The Incongruity of it All

The media is regarding the election of Barack Obama to the presidency as a foregone conclusion and the pollsters seem to back up that conclusion. If that is indeed the case, so be it. As Ed Koch, the former mayor of New York, put it with superb prescience after losing in the primaries to his eventual successor, David Dinkens: "The people have spoken. It is now time for the people to be punished." Dinkens' spectacular ineptitude led to his being soundly defeated for re-election after only one term by a Republican(!), Rudy Giuliani (Dinkens, the mayoral equivalent of Jimmy Carter, has been bitter about it ever since). New York City flourished during Giuliani's administration. Similarly, our nation will survive an Obama administration and will surely flourish anew in time.
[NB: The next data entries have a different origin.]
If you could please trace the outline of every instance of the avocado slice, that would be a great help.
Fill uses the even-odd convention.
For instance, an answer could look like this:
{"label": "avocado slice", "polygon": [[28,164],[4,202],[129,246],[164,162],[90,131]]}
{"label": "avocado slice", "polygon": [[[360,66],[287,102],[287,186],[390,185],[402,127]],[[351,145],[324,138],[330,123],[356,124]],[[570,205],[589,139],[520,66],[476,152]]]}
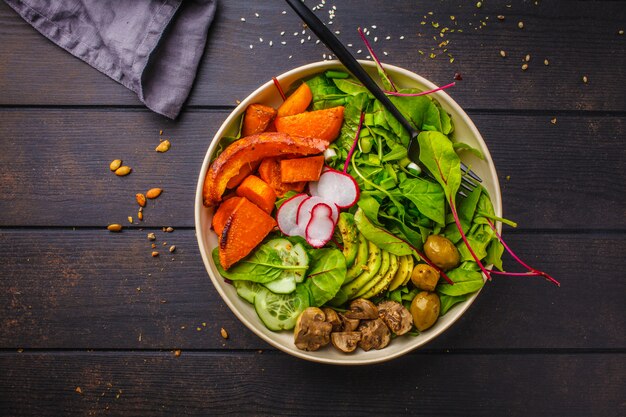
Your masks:
{"label": "avocado slice", "polygon": [[346,272],[346,279],[343,281],[343,285],[346,285],[348,282],[352,281],[359,275],[363,273],[363,268],[367,264],[369,258],[369,242],[365,240],[365,236],[361,233],[358,233],[359,236],[359,247],[357,249],[356,258],[354,258],[354,263],[348,271]]}
{"label": "avocado slice", "polygon": [[383,292],[389,286],[389,283],[391,283],[391,281],[395,278],[399,267],[400,261],[398,259],[398,256],[394,254],[389,254],[389,269],[387,270],[387,273],[385,274],[383,279],[378,281],[372,288],[370,288],[369,291],[362,294],[361,297],[372,298],[375,295]]}
{"label": "avocado slice", "polygon": [[372,242],[367,242],[367,248],[369,250],[369,256],[367,258],[367,265],[363,268],[363,272],[361,275],[356,277],[353,281],[348,284],[344,284],[341,288],[348,295],[348,299],[354,298],[354,295],[359,292],[361,288],[365,284],[367,284],[380,270],[380,267],[383,263],[383,254],[386,253],[387,259],[387,268],[389,267],[389,252],[381,251],[378,246],[373,244]]}
{"label": "avocado slice", "polygon": [[354,222],[354,216],[348,212],[339,215],[337,227],[343,241],[343,256],[346,257],[346,267],[350,268],[354,264],[359,250],[359,229]]}
{"label": "avocado slice", "polygon": [[378,284],[383,278],[385,278],[385,275],[387,275],[389,267],[391,266],[391,257],[395,258],[395,256],[387,252],[386,250],[383,250],[382,252],[382,263],[380,265],[380,269],[378,270],[376,275],[372,277],[372,279],[367,281],[361,286],[361,288],[359,288],[356,294],[354,294],[354,298],[362,297],[363,294],[367,293],[374,285]]}
{"label": "avocado slice", "polygon": [[405,285],[411,278],[411,272],[413,272],[413,256],[404,255],[400,257],[400,265],[396,276],[393,277],[389,284],[389,291],[393,291],[401,285]]}

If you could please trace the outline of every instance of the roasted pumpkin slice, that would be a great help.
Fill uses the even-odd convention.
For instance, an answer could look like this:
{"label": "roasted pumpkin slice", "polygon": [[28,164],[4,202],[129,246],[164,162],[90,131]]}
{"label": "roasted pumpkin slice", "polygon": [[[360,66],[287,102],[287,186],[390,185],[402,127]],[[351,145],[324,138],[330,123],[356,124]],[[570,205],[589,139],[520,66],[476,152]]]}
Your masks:
{"label": "roasted pumpkin slice", "polygon": [[248,256],[276,226],[276,221],[245,197],[237,203],[220,235],[219,258],[224,269]]}
{"label": "roasted pumpkin slice", "polygon": [[328,143],[320,139],[290,136],[280,132],[241,138],[230,144],[209,167],[202,190],[204,205],[218,205],[229,180],[239,174],[245,164],[273,156],[315,155],[327,147]]}

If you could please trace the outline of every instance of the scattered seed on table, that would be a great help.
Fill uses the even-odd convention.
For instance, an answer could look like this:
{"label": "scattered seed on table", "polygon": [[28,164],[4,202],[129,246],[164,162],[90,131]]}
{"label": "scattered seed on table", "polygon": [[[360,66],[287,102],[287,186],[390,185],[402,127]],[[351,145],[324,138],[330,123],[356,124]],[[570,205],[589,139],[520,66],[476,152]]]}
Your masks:
{"label": "scattered seed on table", "polygon": [[109,230],[109,232],[121,232],[122,225],[118,223],[113,223],[113,224],[108,225],[107,229]]}
{"label": "scattered seed on table", "polygon": [[146,193],[146,197],[148,197],[149,199],[152,200],[152,199],[155,199],[158,196],[160,196],[162,192],[163,192],[163,190],[160,189],[160,188],[151,188]]}
{"label": "scattered seed on table", "polygon": [[122,166],[122,160],[121,159],[114,159],[113,161],[111,161],[111,163],[109,164],[109,169],[113,172],[117,171],[117,169],[119,167]]}
{"label": "scattered seed on table", "polygon": [[118,177],[124,177],[130,174],[132,170],[133,169],[131,167],[124,165],[115,170],[115,175]]}
{"label": "scattered seed on table", "polygon": [[165,139],[163,142],[159,143],[159,145],[154,148],[154,150],[163,153],[169,151],[171,146],[172,144],[170,143],[170,141]]}

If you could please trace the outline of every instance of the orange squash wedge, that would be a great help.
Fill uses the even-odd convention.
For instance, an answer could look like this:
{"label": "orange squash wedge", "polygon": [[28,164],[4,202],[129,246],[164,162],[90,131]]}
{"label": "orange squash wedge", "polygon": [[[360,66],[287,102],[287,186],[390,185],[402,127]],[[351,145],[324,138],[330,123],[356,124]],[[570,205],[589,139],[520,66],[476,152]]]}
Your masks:
{"label": "orange squash wedge", "polygon": [[278,132],[321,139],[328,144],[337,139],[342,123],[343,106],[277,117],[274,120]]}
{"label": "orange squash wedge", "polygon": [[256,135],[265,131],[274,117],[276,117],[276,110],[273,107],[259,103],[250,104],[243,116],[241,136]]}
{"label": "orange squash wedge", "polygon": [[315,155],[328,143],[314,138],[294,137],[286,133],[267,132],[247,136],[230,144],[211,164],[202,189],[205,206],[217,206],[231,178],[239,174],[245,164],[281,155]]}
{"label": "orange squash wedge", "polygon": [[248,256],[276,226],[276,221],[256,204],[242,197],[226,220],[219,241],[220,264],[228,269]]}

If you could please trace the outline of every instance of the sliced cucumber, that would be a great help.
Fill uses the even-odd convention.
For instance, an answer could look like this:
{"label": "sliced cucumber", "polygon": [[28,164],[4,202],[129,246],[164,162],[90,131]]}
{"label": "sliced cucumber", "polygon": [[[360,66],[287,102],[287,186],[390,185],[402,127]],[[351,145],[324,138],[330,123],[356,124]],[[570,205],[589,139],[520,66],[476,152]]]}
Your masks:
{"label": "sliced cucumber", "polygon": [[296,290],[296,277],[291,273],[292,271],[285,271],[280,278],[274,281],[266,282],[265,288],[276,294],[289,294]]}
{"label": "sliced cucumber", "polygon": [[252,281],[233,281],[233,285],[237,290],[237,295],[250,304],[254,304],[254,298],[263,289],[261,284]]}
{"label": "sliced cucumber", "polygon": [[346,272],[346,279],[343,281],[343,285],[346,285],[363,273],[363,268],[367,265],[368,259],[368,241],[365,240],[365,236],[359,233],[359,247],[357,249],[356,258],[354,259],[354,263],[352,264],[352,266],[348,268],[348,271]]}
{"label": "sliced cucumber", "polygon": [[309,306],[306,289],[297,289],[291,294],[274,294],[261,288],[254,298],[254,309],[261,321],[270,330],[290,330],[296,325],[300,313]]}

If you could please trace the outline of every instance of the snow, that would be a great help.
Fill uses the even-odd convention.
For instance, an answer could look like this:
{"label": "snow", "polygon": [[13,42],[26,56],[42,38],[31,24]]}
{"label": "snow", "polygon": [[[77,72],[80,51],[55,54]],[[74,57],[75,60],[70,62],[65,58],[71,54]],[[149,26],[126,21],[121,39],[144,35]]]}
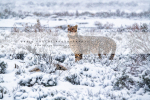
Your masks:
{"label": "snow", "polygon": [[[29,16],[23,15],[24,18],[11,15],[0,18],[0,62],[7,63],[6,73],[0,73],[0,89],[2,87],[6,91],[3,100],[55,100],[60,98],[67,100],[149,100],[150,86],[147,83],[150,80],[150,60],[140,61],[138,55],[134,55],[137,53],[135,53],[136,50],[131,50],[130,41],[136,39],[132,38],[130,32],[116,31],[121,26],[126,28],[134,23],[139,25],[146,23],[150,30],[149,17],[101,18],[88,14],[84,16],[56,14],[64,12],[69,14],[76,14],[76,12],[80,14],[86,12],[115,13],[117,9],[126,13],[141,13],[148,11],[149,5],[148,0],[82,0],[82,3],[79,0],[55,0],[53,2],[48,0],[1,0],[0,14],[5,8],[10,8],[10,11],[17,12],[17,14],[20,9],[20,12],[29,12]],[[36,16],[34,12],[50,13],[50,16]],[[40,20],[43,27],[50,28],[52,32],[11,32],[12,27],[24,29],[26,23],[34,26],[37,19]],[[102,25],[110,23],[114,26],[113,29],[99,29],[96,25],[99,23]],[[89,54],[83,55],[82,60],[75,62],[73,52],[69,46],[67,47],[69,43],[59,42],[68,41],[67,25],[78,25],[78,34],[82,36],[112,38],[117,44],[114,59],[110,61],[107,55],[99,59],[97,54]],[[55,28],[58,26],[62,26],[62,29]],[[131,33],[139,34],[138,32]],[[39,40],[54,42],[37,43],[37,40],[38,42]],[[33,41],[33,44],[27,41]],[[150,42],[145,37],[143,41],[138,41],[145,42],[147,47]],[[35,44],[51,45],[51,47],[35,47]],[[148,50],[150,50],[149,47]],[[15,54],[20,52],[25,53],[23,60],[16,58]],[[51,55],[44,58],[44,55],[37,56],[34,53]],[[148,54],[148,52],[142,52],[142,54]],[[52,57],[52,62],[48,59],[49,57]],[[57,63],[68,70],[55,70]],[[15,68],[15,65],[19,68]],[[41,71],[30,72],[34,68],[39,68]]]}

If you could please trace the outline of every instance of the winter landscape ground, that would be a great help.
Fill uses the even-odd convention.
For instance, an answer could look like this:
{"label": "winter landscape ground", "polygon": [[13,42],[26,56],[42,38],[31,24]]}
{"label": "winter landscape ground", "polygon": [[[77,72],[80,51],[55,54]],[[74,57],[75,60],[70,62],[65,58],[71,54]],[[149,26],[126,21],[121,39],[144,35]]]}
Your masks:
{"label": "winter landscape ground", "polygon": [[[68,25],[113,39],[114,59],[75,62]],[[0,0],[0,99],[150,100],[149,44],[149,0]]]}

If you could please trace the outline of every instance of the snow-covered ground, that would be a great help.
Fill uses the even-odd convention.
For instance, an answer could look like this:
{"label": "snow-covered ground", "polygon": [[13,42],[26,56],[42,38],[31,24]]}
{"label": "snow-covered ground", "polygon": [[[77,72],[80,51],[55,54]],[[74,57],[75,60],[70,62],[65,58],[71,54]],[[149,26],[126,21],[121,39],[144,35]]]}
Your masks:
{"label": "snow-covered ground", "polygon": [[[43,32],[33,32],[37,19]],[[114,59],[89,54],[75,62],[67,25],[112,38]],[[149,100],[149,32],[149,0],[1,0],[0,99]]]}

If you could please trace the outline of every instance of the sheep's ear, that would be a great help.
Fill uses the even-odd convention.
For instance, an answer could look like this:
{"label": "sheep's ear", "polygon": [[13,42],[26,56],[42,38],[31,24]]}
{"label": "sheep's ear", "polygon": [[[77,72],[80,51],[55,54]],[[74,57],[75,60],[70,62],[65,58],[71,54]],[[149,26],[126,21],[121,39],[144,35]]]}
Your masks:
{"label": "sheep's ear", "polygon": [[75,28],[77,29],[77,28],[78,28],[78,25],[76,25]]}

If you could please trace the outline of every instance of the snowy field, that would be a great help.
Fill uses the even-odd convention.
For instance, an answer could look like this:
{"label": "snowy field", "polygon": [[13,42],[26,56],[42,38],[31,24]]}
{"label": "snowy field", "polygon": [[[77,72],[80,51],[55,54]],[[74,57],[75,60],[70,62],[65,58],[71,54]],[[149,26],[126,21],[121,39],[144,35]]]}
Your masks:
{"label": "snowy field", "polygon": [[[114,59],[75,62],[68,25],[113,39]],[[0,99],[149,100],[149,44],[149,0],[0,0]]]}

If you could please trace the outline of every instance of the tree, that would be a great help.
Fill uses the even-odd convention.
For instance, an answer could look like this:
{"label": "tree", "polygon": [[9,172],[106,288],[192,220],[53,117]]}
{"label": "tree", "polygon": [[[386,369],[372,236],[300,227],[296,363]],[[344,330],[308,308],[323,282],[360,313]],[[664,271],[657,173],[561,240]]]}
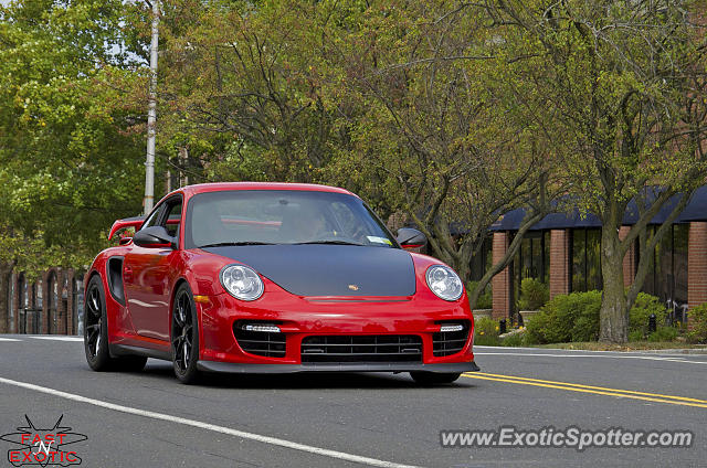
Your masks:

What I don't understand, however, is how we got to this point. Our nation has long been center-right politically and I have not sensed a great leftward shift of the political ethos unless the traditional left-wing slant of the media now accurately reflects the views of the majority of Americans. I think not so how to explain the numerous polls showing Obama over McCain, with leads ranging from a few points to well into the double-digits? The estimable Roger Kimball is scratching his head over that, as do I. Kimball writes:
If the pundits are to be believed, the American people are just about to elect as President a man who espouses in concentrated form just about every bad, discredited, and exploded social and economic idea of the last fifty years.

[snip]

In other words, Obama plans to resuscitate the welfare policies of the Great Society, but by stealth. It will be the same thing–the dole–but it will be called a “tax credit,” which has a more emollient sound than “relief,” “public charity,” “the dole.”
Yet Americans are overwhelmingly opposed to income redistribution. So what gives? It just does not seem plausible the people's dissatisfaction with John McCain, not to mention the president and Republicans in general, is so intense they would line up behind a candidate who is the re-incarnation of Eugene Debs. Is it possible so many polls could be so out of whack, that there is some fatal flaw to their design that skews the results? Is it possible the polls are wrong?

UPDATE: Others are wondering the same but I am not optimistic.